County unleashes proposed ban on pet store sales
Gizmo, a 3 year-old Havanese, lounges in a foster home as he awaits adoption from Connor and Millie’s Dog Rescue. (Photo courtesy Connie and Millie’s Dog Rescue)
“Don’t Let Clark County Take Away Nevada’s Puppies!” implores the online petition posted by a pet store called the Puppy Palace, in response to a proposed ordinance to ban the sale of dogs, cats, pot-bellied pigs, and rabbits from pet stores. In fact, the proposed ban would apply only to pet stores in unincorporated Clark County, and not to the Puppy Palace in Henderson, at least for now.
More than four hundred communities across the nation have ended the “puppy mill to pet store pipeline,” according to the Humane Society of the United States, by banning pet stores from selling the animals. Puppy mills have been found to keep puppies and their parents in filthy conditions. Some dogs are forced to breed for as long as a decade, animal activists say.
Mesquite and North Las Vegas passed bans on pet store sales in 2016. Reno set out to enact a moratorium on new pet store sales in 2020, but passed a ban instead. Six states (California, Illinois, Maryland, Maine, Washington, and New York) have enacted bans on pet store sales of the animals. Others are considering similar moves.
“We have been discovering dogs tied to posts and fences on a daily basis – with their toys and food left in a box next to them,” says Annoula Wylderich, founder of Animal Protection Affiliates, adding that pet overpopulation is a “huge issue countrywide. Las Vegas is especially challenging due to eviction-related issues and the transitory nature of our residents.”
The Animal Foundation of Las Vegas takes in approximately 30,000 animals a year. About ten percent of the roughly 10,000 unclaimed dogs received by the AF in 2020 and 2021 were euthanized. The figures are slightly higher for cats, who are less frequently claimed by their owners.
“Are these dogs we sell?” Trevor Duggan, owner of Puppy World in Las Vegas, asked during a commission meeting Tuesday. “Are we the problem?”
Some municipalities require pet stores or breeders to be listed on microchip information.
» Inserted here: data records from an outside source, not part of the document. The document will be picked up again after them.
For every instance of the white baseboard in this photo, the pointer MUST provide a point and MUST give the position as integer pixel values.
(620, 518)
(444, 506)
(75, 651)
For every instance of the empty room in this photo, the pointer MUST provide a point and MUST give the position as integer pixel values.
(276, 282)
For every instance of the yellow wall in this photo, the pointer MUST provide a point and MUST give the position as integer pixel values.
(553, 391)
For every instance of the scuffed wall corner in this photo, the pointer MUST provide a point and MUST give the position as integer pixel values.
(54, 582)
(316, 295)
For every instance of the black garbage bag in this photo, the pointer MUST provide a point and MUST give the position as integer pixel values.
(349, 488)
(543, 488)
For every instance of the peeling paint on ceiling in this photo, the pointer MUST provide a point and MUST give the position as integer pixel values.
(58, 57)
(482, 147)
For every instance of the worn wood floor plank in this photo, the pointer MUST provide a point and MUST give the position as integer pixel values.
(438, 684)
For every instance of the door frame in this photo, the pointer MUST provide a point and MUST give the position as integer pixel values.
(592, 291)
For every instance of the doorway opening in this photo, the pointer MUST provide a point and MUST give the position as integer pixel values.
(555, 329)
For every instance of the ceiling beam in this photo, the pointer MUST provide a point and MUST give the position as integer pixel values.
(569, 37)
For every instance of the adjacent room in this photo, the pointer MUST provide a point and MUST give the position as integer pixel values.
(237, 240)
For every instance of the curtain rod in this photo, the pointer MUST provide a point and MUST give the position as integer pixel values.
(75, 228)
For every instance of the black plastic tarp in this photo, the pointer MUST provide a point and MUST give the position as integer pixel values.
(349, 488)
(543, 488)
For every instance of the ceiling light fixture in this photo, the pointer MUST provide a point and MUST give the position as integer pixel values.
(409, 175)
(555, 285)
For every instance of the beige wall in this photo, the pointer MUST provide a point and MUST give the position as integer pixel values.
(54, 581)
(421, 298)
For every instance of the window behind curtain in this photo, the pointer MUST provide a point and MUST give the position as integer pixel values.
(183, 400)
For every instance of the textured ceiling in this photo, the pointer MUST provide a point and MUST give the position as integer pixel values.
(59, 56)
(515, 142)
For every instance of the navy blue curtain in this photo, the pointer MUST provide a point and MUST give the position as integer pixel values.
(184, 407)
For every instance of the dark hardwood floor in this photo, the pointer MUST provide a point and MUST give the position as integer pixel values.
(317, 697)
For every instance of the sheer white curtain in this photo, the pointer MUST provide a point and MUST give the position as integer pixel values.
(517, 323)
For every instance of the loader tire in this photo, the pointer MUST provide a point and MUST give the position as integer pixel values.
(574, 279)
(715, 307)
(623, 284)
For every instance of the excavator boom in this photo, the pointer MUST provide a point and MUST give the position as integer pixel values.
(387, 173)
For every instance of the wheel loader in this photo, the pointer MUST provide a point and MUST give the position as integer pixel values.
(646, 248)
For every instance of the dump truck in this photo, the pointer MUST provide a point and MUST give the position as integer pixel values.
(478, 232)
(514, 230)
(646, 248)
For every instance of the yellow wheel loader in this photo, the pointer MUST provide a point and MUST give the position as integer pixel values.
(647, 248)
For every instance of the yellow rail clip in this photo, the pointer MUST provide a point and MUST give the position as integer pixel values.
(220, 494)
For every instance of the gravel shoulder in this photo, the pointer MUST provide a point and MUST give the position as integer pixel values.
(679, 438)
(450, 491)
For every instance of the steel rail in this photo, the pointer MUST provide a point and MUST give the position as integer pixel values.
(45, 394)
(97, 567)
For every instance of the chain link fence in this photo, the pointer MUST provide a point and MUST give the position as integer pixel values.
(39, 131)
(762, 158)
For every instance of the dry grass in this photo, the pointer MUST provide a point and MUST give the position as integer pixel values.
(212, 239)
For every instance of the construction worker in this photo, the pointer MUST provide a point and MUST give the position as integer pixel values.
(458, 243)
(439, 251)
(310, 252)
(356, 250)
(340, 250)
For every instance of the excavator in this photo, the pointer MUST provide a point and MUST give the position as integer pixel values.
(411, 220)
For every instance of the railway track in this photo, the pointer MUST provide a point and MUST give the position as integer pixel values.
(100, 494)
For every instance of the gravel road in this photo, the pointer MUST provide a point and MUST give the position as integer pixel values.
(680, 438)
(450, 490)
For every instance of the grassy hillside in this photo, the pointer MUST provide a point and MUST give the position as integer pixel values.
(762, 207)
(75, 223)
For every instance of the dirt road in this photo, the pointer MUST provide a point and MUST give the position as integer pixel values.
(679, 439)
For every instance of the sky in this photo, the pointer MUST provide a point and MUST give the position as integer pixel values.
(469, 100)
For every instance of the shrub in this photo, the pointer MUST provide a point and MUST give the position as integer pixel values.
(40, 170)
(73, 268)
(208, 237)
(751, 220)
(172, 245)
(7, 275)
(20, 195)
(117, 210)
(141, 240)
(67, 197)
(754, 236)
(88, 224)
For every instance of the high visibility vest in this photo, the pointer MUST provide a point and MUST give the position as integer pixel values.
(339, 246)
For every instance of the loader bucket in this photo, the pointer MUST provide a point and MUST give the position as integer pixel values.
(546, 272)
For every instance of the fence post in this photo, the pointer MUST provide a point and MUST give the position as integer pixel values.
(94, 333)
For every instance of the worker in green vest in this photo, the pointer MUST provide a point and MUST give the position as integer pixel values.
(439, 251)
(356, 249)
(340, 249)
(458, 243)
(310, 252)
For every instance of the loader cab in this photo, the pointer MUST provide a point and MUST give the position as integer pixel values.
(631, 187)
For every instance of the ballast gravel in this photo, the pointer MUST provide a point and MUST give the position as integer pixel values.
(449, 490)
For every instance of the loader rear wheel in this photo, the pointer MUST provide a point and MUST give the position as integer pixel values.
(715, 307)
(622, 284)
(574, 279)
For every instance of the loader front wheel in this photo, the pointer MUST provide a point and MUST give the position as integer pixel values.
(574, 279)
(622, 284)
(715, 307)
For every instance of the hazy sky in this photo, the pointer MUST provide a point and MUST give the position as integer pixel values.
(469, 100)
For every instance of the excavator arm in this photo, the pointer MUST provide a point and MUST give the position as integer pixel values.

The City of Las Vegas has an ordinance requiring the breeder or seller to be named in the microchip record.
Jeff Dixon, state director of the Humane Society of the United States, says 12 puppy-selling stores in unincorporated Clark County would be affected by the ordinance, and would be encouraged to focus on sales of pet products and services.
Last year, an Iowa puppy mill that was shut down by authorities for filthy and dangerous conditions had sold 20 dogs to Puppy Town in Las Vegas.
Kayleen Olsen says the store, which has been under new ownership since last year, now reviews USDA records of all animals it receives.
“I think it will hurt a lot of small businesses because a lot of these are family-owned,” she says of the ban, adding Puppy Town relies on puppy sales to stay open. “I can only speak for our store and say that we actually do care about our puppies and we actually do our research on these breeders that we buy from around the nation.”
National breeders can set up shop as close as our own backyard.
In April, Nye County animal control officials seized two dozen rare caucasian shepherds from an established breeder in Pahrump, according to KTNV. A rescue organization that assisted with saving the animals is sending some of the allegedly malnourished dogs to adopted homes.
Commissioner Michael Naft, who proposed the ban on pet stores sales, agreed to meet with pet store owners, shelter officials and rescues to discuss possible mitigations.
Opponents of a ban say puppies or chosen breeds will be in short supply through rescues and shelters.
“In the last year, we’ve had two pugs under one year-old come through the Animal Foundation,” says Kelsey Pizzi, the non-profit’s Communications manager.
“There are plenty of puppies out there, due to backyard breeders and irresponsible pet owners who don’t neuter their pets,” says Wylderich, adding there are more than 100 rescues in Las Vegas, many of them specializing in specific breeds.
Wylderich is currently fostering a Havanese, a breed sold for thousands of dollars in pet stores.
“When we say ‘adopt, don’t shop,’ that tagline is to encourage people to look at breed-specific rescues, which there are many for virtually any kind of breed,” says Dixon, adding Petfinder and The Shelter Pet Project have an array of adoptable pets, “in all sizes, temperaments, and levels of energy.”
“Hobby breeders who sell directly to individuals and don’t use a third party are not touched by this ordinance,” says Dixon. “We actually prefer those breeders to the pet stores because the conditions, by and large, are far more humane. We understand there’s always going to be breeding, especially for service animals.”
“In addition to alleviating the homeless pet population and the burden on shelters and rescues, this also impacts taxpayers who fund animal control,” Wylderich says.
In 2018, Clark County considered but abandoned a similar measure. Activists are tweaking their approach this time around.
“We are referring to it as a Humane Pet Store Ordinance,” Wyderich said, hoping it sounds more appealing to lawmakers than a ban. “Though it’s the same.”